Local educators, however, have received permission to convert one floor in an unused part of an existing school building into a pre-school. They turned to UNICEF for help.

Ms Poghosyan’s recommendation? That the community take small steps towards achieving its goal. Offer short – two-three hour – classes instead of adhering to the old Soviet standard of providing a variety of services on the premises – i.e. meals, playrooms, a room to nap.

"Lots of pre-school buildings stand empty because people think they need to renovate these huge buildings before they can provide pre-school services," Ms Poghosyan said. "Our belief is that you can start small.
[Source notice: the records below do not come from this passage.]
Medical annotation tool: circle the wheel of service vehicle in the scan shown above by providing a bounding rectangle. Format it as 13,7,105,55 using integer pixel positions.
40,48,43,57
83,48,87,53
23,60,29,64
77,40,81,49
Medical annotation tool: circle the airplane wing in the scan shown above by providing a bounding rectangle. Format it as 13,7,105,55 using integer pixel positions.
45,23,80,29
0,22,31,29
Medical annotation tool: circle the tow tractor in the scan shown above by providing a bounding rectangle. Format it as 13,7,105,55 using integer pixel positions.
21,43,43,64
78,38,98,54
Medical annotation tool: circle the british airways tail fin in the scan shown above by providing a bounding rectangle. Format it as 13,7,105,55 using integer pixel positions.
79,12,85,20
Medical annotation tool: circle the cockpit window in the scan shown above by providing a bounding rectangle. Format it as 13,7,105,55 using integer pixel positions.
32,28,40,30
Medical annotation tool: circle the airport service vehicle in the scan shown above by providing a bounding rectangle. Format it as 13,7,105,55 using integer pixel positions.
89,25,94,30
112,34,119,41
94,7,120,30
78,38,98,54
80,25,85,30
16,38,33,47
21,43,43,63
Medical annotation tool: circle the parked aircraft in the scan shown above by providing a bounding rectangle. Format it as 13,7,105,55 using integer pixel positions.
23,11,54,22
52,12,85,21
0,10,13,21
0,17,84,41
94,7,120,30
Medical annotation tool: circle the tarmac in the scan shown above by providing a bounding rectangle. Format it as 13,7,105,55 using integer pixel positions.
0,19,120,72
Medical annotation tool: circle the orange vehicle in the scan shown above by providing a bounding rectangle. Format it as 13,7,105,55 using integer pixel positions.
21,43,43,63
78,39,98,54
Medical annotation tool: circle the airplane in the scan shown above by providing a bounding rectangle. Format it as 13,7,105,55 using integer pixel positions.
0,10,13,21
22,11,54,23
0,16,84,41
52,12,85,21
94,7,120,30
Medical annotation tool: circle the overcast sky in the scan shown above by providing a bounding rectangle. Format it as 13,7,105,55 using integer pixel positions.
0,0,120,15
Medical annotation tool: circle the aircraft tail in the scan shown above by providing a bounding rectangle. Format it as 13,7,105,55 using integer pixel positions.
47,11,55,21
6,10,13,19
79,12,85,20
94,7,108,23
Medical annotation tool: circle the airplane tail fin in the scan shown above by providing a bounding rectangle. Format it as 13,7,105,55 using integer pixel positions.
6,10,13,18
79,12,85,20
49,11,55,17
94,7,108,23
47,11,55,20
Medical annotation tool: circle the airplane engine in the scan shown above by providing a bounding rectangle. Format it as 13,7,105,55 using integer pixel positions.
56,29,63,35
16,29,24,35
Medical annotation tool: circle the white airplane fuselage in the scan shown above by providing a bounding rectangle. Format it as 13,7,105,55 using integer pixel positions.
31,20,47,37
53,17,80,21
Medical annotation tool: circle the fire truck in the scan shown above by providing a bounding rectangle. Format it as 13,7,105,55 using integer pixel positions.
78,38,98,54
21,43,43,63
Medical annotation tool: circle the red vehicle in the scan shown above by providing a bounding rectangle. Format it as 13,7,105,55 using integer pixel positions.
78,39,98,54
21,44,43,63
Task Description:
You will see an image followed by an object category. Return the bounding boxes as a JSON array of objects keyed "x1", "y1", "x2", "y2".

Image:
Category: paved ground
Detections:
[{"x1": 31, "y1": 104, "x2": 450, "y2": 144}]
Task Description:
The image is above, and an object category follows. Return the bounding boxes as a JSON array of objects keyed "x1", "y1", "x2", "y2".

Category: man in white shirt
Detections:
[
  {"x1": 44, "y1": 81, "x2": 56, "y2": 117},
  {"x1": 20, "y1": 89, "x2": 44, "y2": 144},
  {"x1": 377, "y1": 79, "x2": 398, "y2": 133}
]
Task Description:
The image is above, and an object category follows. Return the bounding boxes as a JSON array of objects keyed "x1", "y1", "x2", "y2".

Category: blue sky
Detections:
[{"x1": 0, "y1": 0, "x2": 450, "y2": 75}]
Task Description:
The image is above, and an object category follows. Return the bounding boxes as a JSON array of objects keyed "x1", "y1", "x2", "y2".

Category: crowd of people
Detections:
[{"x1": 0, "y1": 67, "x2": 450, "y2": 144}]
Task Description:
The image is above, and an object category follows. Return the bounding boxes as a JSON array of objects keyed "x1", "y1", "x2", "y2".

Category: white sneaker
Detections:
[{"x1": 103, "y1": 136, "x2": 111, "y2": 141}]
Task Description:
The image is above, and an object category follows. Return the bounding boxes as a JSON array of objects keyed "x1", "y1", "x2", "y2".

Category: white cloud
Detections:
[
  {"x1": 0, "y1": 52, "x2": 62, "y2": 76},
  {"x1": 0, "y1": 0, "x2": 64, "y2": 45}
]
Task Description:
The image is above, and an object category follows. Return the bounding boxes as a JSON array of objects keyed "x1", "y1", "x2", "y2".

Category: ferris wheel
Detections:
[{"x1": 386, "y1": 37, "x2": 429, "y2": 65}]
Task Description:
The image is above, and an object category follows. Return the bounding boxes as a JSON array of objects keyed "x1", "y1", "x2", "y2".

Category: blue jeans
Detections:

You can have a two-three hour curriculum to develop children’s communication, basic learning, behavioural and development skills so that kids are prepared to enter school."

For those who do not or cannot send their children to pre-school, UNICEF, in conjunction with Step by Step, established parent education programs to empower parents to work with their children at home to support their development and to prepare them for school.

The classes, which emphasize that pre-schools are educational institutions, not just holding pens for children, are held monthly in 16 communities throughout the country and are always well attended.

"Parents are eager to absorb the information provided," said Ms Chibukhchyan, who teaches a number of parenting classes. A Planet of Childhood, a resource for Step by Step Education Training, has instructed staff at 57 pre-schools.

During the sessions, parents discuss a variety of issues, from early childhood development to behavioural problems to disciplinary issues.

"They feel like students again," Ms Chibukhchyan said. "They come here to study, to learn. They make friends with others in the group."

"They exchange problems and receive feedback. Even outside of class, the group stays in touch, calling one another, sharing their problems, their achievements, their developments," she said. "We leave with a hope that they will implement the skills taught."